Rory McIlroy, you may have heard, made a massive equipment change to start the season and his game has foundered ever since. Still the second-ranked player in the world, despite an 0-fer-2013, the two-time major champion enters next week’s British Open still struggling to find his game after conceding during last month’s U.S. Open that he was “lost.”
Open season on Rory McIlroy: He’s no Tiger Woods, says Curtis Strange
Ditching Titleist for Nike was like “a divorce with 14 clubs,” Paul Azinger chimes in about the continuing woes of No. 2.


Many in the punditry (even those not named Nick Faldo) believe swapping Titleist clubs for Nike was a big no-no for McIlroy, who will hit the Scottish links at Muirfield still smarting from his last three starts -- a T57 at the Memorial, a tie for 41st at the U.S. Open and a missed cut at the Irish Open.
”It’s one thing to change your driver or wedge, but you’re asking for huge trouble when you change all your clubs and your golf ball at the same time,” NBC golf analyst Johnny Miller told the San Francisco Chronicle’s Ron Kroichick in a recent interview. “His 9-iron and wedge have been really horrendous, and he just lost the magic with his putting.
“He’s hit the grand slam of things you have to watch out for when you’re at the top,” opined Miller, who noted he went through a lengthy slump after a similar gear change back in the day. “He’s a bit of a mess.”
Paul Azinger, the winner of 12 PGA Tour tourneys, agreed that McIlroy’s woes stemmed from his discomfort with unfamiliar wands.
“I’ve changed clubs a lot, and it was always difficult for me.
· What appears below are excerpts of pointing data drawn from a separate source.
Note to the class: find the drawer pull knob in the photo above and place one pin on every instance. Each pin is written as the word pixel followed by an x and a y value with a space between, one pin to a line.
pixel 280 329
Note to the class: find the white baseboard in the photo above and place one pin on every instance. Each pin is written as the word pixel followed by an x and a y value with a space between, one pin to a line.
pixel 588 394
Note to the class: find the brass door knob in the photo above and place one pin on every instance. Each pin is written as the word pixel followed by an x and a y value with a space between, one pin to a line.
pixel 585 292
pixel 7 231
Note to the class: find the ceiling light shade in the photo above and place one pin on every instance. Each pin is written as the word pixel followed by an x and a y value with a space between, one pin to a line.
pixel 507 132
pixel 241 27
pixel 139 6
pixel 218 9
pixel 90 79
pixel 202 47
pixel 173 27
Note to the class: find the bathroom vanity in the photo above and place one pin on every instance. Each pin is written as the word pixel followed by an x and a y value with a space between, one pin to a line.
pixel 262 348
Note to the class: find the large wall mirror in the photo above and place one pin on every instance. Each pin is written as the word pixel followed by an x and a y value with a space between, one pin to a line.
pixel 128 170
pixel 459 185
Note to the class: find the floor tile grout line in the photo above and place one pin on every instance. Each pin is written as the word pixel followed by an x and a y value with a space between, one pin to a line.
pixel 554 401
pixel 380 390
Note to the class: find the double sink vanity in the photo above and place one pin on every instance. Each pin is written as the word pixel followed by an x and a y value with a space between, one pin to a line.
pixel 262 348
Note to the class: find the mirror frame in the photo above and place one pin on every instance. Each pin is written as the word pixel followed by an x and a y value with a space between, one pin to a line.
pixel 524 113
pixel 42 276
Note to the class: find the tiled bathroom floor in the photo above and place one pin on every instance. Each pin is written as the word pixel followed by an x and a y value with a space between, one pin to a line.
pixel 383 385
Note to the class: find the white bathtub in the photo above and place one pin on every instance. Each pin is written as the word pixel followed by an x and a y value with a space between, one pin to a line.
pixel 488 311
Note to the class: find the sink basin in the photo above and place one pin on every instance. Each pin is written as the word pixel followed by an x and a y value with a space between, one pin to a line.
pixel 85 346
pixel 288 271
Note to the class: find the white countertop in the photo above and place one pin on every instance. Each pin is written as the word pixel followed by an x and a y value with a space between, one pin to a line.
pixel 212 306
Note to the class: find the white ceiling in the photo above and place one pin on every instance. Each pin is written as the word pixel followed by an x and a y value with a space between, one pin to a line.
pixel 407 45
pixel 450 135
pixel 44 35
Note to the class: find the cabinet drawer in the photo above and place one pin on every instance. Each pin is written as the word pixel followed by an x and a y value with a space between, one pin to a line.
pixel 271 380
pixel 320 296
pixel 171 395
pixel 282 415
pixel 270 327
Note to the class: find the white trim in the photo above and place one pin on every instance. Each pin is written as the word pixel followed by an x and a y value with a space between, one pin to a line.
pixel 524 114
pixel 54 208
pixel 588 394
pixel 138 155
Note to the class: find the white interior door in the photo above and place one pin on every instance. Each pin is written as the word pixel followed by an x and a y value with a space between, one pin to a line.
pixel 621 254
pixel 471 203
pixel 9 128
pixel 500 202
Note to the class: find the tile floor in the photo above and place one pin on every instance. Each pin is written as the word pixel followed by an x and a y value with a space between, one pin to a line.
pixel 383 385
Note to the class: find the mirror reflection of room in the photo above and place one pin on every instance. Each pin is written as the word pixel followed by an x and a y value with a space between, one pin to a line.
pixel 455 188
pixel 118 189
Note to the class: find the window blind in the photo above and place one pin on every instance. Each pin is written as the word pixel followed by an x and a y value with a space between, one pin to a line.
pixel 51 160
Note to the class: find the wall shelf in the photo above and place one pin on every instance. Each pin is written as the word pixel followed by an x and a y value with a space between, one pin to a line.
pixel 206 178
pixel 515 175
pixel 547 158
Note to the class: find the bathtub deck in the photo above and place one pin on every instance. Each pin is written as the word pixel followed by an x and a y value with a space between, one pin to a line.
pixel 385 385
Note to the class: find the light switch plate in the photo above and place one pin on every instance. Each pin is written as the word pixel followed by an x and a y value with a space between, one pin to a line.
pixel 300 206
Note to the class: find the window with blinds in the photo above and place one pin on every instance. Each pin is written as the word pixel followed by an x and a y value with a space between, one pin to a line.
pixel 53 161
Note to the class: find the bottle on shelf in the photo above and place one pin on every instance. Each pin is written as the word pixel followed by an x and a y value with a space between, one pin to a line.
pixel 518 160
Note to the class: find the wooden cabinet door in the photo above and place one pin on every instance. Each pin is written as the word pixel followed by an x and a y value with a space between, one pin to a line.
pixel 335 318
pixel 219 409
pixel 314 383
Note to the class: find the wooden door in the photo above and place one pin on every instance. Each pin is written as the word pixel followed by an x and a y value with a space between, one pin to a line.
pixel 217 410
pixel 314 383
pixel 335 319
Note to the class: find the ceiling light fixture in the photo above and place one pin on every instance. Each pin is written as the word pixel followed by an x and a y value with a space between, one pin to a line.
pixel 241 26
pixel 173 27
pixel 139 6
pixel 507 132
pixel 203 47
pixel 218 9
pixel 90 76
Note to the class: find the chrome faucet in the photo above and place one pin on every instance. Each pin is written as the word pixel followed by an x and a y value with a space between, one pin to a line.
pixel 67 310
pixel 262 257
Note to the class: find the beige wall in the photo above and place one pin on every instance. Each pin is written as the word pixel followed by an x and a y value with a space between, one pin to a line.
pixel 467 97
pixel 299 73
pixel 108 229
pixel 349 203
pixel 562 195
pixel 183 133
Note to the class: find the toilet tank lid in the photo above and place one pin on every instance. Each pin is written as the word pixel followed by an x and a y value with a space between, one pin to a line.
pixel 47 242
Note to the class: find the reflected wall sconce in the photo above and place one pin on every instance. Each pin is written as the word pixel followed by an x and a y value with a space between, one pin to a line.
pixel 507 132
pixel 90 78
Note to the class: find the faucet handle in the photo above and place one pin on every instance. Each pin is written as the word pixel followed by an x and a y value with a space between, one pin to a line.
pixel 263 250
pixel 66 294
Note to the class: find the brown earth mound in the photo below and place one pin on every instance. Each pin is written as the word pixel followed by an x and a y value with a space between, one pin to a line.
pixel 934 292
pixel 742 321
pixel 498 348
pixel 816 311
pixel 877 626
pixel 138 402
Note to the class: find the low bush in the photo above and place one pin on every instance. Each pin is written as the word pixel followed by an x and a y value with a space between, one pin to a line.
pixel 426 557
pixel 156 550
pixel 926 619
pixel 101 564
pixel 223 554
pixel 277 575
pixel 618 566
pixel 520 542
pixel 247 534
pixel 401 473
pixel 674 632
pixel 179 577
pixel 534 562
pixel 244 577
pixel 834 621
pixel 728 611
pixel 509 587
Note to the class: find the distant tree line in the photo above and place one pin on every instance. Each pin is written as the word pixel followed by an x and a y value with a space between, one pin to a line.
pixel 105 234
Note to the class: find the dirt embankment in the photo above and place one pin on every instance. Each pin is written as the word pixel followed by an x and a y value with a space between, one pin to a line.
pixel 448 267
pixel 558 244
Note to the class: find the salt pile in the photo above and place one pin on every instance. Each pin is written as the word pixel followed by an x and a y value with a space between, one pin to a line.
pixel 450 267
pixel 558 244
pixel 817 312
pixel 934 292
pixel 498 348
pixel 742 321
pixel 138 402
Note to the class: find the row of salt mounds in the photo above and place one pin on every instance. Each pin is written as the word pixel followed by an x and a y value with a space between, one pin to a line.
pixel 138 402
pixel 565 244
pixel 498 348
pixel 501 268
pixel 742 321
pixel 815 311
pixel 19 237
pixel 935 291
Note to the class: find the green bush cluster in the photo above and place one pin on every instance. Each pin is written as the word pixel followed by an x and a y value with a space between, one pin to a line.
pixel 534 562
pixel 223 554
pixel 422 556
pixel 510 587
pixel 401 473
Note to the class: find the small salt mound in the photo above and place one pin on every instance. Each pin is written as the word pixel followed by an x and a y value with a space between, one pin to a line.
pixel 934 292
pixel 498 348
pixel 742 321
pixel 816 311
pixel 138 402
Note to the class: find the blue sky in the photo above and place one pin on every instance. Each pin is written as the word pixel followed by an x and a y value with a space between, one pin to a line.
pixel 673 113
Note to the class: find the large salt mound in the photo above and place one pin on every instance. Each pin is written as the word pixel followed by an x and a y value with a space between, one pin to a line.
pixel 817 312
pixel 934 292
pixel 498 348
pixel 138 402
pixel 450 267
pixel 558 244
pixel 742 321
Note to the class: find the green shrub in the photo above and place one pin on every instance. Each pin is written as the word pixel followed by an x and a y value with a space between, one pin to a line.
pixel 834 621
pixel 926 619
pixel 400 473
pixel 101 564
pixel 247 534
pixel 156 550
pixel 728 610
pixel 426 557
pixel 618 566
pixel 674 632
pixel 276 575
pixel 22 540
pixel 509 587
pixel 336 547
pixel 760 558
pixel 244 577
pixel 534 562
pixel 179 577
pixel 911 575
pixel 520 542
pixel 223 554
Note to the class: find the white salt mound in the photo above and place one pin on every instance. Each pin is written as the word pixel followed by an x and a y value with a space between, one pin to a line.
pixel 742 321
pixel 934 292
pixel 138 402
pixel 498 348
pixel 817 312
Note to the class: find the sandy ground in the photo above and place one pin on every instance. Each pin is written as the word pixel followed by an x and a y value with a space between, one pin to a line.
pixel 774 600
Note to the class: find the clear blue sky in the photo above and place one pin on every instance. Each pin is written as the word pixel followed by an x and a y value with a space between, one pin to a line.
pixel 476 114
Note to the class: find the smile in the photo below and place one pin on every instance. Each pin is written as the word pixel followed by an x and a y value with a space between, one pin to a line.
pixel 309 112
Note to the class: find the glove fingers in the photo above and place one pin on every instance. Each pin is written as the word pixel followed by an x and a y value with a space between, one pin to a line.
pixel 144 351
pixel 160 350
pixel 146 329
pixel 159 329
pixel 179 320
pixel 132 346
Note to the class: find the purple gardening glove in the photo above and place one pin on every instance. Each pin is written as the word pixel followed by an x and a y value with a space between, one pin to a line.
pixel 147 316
I think he’s really struggling with this,” Azinger said during a conference call with reporters on Thursday. “It’s almost like he’s had a divorce with 14 clubs.
"He's changed every club in his bag, and it is hard to do," Azinger added. "He's working on drivers with Nike trying to figure out which one he wants to use. Now, that is a burden to a player ... He just went through a major change when he changed all 14 clubs, and it's affected him."
Curtis Strange veered away from the popular notion put forth by his fellow commentators, blaming, instead, McIlroy’s still evolving game on more than what’s in his bag. Terming the 24-year-old from Northern Ireland a “brilliant player,” two-time U.S. Open winner Strange believes the golfer Graeme McDowell once tagged as the successor to a certain world No. 1 needed time to adjust to alterations and regain his swagger.
”As Rory matures, learns more about his game, his swing, how to play the game, he will be a more consistent player,“Strange said during the teleconference.
“He will not be in my estimation a Tiger Woods, where he is a grinder to the end, where he is a very consistent player day in and day out; he’s not going to be that kind of player,” Strange observed, echoing views similar to those of two-time Open Championship titleholder Padraig Harrington. “He’s a swashbuckler, but I think he will become a much better player in the future, more consistent player.”